I wish to take a brief sidebar with regard to Nicks lowball tactic of starting his post with hurled insults at WUWT. WUWT is a community far larger then any that will ever read Nick’s posts. On any given thread it is common to see more then a hundred comments. To cherry pick some uninformed and uneducated comments, is the same as making unjustified adjustments to Iceland, or starting Arctic Ice coverage graphs in 1979, it is cherry picking for the purpose of creating a false impression. WUWT has, in every post, very good and very poor comments from a very wide audience.
Finally Nick responded to this comment of mine.. “However the GHCN stations CONSISTENTLY show a warmer past, and a cooler present” by stating….It isn’t the stations – it’s the subset average, which just depends on what Steven Goddard has put in the subset.”
Nick ignored entirely my direction to numerous graphs which clearly are direct station to station comparisons, raw vs adjusted.
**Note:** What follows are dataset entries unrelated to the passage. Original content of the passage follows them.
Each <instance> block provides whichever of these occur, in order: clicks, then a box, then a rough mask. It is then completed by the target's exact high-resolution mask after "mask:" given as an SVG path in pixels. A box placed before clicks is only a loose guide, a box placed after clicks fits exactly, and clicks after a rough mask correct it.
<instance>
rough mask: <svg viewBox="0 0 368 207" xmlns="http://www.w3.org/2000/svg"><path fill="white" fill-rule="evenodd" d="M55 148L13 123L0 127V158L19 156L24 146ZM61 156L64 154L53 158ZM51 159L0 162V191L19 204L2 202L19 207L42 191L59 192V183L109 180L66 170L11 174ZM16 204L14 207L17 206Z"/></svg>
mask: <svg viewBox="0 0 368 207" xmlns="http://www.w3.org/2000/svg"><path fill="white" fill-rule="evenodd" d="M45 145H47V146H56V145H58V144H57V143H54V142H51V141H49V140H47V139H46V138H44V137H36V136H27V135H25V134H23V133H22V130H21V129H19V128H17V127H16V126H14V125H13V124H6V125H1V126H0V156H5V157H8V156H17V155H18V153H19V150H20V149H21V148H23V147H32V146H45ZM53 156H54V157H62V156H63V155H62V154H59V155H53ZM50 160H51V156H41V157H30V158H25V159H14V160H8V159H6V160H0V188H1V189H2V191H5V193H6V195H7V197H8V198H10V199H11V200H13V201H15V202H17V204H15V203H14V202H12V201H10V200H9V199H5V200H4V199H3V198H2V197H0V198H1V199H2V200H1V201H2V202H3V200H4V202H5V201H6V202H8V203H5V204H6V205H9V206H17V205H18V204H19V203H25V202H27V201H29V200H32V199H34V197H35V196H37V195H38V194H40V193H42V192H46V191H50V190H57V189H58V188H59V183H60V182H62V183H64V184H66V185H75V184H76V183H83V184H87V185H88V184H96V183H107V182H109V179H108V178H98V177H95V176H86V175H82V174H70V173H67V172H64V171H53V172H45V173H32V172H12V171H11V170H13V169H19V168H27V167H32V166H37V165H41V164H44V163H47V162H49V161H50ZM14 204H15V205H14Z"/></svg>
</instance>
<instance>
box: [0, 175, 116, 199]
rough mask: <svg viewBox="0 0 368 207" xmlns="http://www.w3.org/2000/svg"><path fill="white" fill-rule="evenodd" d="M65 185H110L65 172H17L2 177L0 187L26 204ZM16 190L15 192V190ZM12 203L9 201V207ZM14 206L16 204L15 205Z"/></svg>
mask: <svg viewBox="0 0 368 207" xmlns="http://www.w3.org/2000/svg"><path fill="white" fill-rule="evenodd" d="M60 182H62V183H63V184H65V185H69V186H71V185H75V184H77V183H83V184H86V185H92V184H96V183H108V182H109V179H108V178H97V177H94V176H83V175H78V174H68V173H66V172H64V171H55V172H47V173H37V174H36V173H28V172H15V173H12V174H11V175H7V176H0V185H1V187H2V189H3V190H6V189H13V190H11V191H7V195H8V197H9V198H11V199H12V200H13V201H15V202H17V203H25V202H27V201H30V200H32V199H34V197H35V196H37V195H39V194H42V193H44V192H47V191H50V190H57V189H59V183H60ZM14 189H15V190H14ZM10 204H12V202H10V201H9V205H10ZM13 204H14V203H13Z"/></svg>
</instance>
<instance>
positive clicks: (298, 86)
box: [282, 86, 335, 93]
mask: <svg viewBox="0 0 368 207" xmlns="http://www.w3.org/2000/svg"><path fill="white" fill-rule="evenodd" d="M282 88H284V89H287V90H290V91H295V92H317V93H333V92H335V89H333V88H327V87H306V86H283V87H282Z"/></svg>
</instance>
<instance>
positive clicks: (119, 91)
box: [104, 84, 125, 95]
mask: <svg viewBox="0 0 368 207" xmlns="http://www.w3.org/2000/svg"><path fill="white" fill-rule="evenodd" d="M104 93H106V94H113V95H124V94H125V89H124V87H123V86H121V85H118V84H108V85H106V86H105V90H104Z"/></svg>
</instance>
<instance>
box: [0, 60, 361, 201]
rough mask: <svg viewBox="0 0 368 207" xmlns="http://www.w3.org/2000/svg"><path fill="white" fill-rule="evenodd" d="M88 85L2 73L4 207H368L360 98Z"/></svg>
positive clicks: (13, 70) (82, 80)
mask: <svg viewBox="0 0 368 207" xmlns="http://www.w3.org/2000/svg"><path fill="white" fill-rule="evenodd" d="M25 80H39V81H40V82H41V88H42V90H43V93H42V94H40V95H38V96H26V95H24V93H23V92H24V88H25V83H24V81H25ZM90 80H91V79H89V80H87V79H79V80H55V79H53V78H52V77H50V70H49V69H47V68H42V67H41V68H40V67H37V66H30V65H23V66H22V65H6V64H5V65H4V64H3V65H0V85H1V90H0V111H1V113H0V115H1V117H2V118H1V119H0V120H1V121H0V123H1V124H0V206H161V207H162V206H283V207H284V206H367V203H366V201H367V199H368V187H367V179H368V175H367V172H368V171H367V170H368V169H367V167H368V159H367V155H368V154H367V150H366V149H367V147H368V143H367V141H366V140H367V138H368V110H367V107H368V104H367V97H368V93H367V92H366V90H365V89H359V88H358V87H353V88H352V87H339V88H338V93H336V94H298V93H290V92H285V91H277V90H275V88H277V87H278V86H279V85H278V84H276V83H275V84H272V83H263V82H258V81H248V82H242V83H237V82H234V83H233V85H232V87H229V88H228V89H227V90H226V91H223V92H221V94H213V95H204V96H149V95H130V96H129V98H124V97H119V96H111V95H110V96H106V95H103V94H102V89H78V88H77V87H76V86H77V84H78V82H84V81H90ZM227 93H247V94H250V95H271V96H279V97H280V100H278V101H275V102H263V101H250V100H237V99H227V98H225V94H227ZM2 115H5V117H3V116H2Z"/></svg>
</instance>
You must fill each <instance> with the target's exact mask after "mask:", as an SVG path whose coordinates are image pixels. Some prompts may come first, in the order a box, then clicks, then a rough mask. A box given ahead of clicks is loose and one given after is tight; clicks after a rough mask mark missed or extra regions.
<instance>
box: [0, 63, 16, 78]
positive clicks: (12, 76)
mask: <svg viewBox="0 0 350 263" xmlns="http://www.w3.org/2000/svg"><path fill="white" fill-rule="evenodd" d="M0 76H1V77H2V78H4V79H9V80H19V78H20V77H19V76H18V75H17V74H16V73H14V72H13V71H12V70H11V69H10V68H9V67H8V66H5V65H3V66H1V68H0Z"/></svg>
Those graphs, reading station to SAME station, are raw warmer in the past, and cooler in the present, as well as verses the “official record” they are also consistently warmer in the past, and cooler in the present. (If location were the cause, they would not flip flop, but would remain warmer in the present as well.)
All the best
David A
Here is one state, SAME station raw, to SAME stations with “corrections”…
http://stevengoddard.wordpress.com/2014/04/26/noaa-blowing-away-all-records-for-data-tampering-in-2014/
I am open to explanations.
Still no NOAA data access:
“NCDC recently experienced an IT failure leading to a degradation of services. We are returning services to full functionality in a methodical fashion. We expect full services to be available by Thursday, May 1, however the exact date and time cannot be predicted with full confidence. Thank you for your patience.”
David A says:
May 1, 2014 at 4:58 am
7. It is all mixed up. the GHCN adjustment code is NOT available for download. The GISS code is, and gets changed periodically. We do not know how they interact. The interaction itself possibly creates further erroneous artifacts.
First, forget about the GISS code – it’s just one interpretation of the GHCN data. As they are fond of saying, they don’t do anything but process the NOAA data, which anyone can do on their own. What I am more interested in is how the “raw” data gets processed by NOAA, and particularly how the TOBS model is implemented. Did you know that TOBS only affects the U.S. data? That is every other climate/weather station around the world from 1880 to the present day took their measurements at the same clock time every day of every year of every decade. And we KNOW this is true because…well, just because! Of course, the U.S. is just 2% of the earth’s surface, so maybe all of this doesn’t matter…
NCDC is abiding by an old saying in the garment district: “The man wants a blue suit, turn on the blue lights.” Nothing short of criminal penalties for forging government data will curtail this nonsense.